Hech 13, 44-52
A pesar de que todos los primeros cristianos eran judíos, ni Pablo ni otros predicadores lograron hacer conversiones en masa entre los de su propio pueblo. La finalidad de su predicación era conseguir que aceptaran lo que el propio Jesús proclama en el evangelio de hoy: que El y su Padre son uno. Jesucristo es Dios hecho hombre, que vino como salvador y como luz de nuestra vida, para conducirnos durante nuestro viaje hacia el Reino celestial de su Padre.
No debería causarnos sorpresa el poco éxito que tuvo Pablo al predicar a los judíos, puesto que, aun actualmente, el conjunto de nuestra sociedad no ha aceptado realmente a Jesucristo. Para algunos, Jesús queda relegado al papel de un hombre bueno con elevados ideales, pero que, a su juicio, no posee ningún atributo divino. Otros lo descartan rápidamente como charlatán o como el producto de la imaginación de sus seguidores. Nosotros mismos no estamos inmunizados contra las influencias hostiles que nos rodean.

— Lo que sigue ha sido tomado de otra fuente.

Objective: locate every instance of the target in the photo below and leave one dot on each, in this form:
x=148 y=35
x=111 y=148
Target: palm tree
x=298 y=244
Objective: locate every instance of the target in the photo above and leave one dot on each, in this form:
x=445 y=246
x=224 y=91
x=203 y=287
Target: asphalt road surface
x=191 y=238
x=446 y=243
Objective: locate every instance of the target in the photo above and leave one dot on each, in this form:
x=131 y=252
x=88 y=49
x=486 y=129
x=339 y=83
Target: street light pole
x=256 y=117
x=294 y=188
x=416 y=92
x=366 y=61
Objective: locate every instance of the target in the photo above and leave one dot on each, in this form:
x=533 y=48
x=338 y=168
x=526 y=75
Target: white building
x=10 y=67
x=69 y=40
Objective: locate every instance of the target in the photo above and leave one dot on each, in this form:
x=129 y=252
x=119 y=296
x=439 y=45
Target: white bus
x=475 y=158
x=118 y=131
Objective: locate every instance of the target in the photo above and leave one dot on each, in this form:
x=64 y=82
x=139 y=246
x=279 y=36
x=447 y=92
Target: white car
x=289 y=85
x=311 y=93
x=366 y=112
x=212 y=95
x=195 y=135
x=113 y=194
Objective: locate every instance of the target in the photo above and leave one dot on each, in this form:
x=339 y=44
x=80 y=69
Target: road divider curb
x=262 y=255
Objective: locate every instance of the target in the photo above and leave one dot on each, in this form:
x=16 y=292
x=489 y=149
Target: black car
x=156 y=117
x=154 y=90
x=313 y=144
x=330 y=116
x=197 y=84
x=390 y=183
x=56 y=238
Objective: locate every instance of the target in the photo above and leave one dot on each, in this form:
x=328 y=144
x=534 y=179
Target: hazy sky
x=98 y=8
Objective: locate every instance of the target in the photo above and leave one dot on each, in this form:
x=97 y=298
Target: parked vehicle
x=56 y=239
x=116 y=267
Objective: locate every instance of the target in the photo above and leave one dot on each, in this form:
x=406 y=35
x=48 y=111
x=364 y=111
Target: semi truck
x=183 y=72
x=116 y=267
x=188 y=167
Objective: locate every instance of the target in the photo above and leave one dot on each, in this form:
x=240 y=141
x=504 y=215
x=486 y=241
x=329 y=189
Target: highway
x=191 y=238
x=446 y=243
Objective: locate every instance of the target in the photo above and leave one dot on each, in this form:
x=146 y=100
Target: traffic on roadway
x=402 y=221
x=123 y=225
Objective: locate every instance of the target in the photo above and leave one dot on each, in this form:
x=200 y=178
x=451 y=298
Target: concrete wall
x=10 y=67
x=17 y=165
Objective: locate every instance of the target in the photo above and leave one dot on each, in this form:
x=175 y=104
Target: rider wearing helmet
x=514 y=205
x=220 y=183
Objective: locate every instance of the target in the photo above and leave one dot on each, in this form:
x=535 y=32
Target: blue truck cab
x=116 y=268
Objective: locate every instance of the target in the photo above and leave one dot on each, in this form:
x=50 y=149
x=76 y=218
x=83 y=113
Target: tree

Dentro de nuestra sociedad se encuentran aquellos que están dispuestos a poner su confianza en los comentadores de televisión o en los que escriben en los periódicos, que en Jesucristo. Dan mayor crédito a los consejos del psicólogo que a las enseñanzas del Evangelio. Y prefieren seguir una vida de auto-complacencia, antes que aceptar las exigencias de los discípulos de Cristo, que aceptan el sacrificio personal y los actos de generosidad. Confunden el libertinaje sexual con el amor verdadero, y los placeres, con la felicidad.
El cristianismo no es una forma dura, amarga y triste de hacer frente a la vida. Más bien, es la fuente de la verdadera y perdurable felicidad. La alegría es el eco de la vida de Dios en nosotros. Debería surgir espontáneamente la alegría dentro de nosotros, cuando hacemos el esfuerzo de seguir a Cristo por el camino que nos conduce a la vida eterna.
Jn 14, 7-14
“La comunidad cristiana está integrada por hombres que, reunidos en Cristo, son guiados por el Espíritu Santo en su peregrinar hacia el reino del Padre” (Gaudium et Spes 1) El Santo Padre describe al cristiano como un hombre que camina hacia la casa del Padre. Esta meta es la que explica y rige todo su obrar.
¡Queremos ver al Padre! Con esas palabras el cristiano recorre la vida como un verdadero hijo de Dios, como hombre resucitado. De ahí nace un caminar alegre y lleno de esperanza. Bajo ese deseo los mártires pudieron soportar los más atroces tormentos. Y está claro el porqué, pues no es sólo un deseo humano noble y bueno, sino una ayuda continua del Espíritu Santo. Como dicen algunos cantos, él es la mano de Dios que cura al hijo enfermo cuando éste lo necesita, consuela al afligido, fortalece al débil y cuida al que ya avanza por la vía que conduce al cielo. Cristo, con su muerte y resurrección, nos ha donado y asegurado esta esperanza y esta asistencia. No divaguemos más en nuestro caminar. Vayamos a la oración y pidamos al Padre que nos permita vivir con el deseo de llegar a Él al final de la vida, amparados por su misericordia y guiados por su Espíritu de Amor.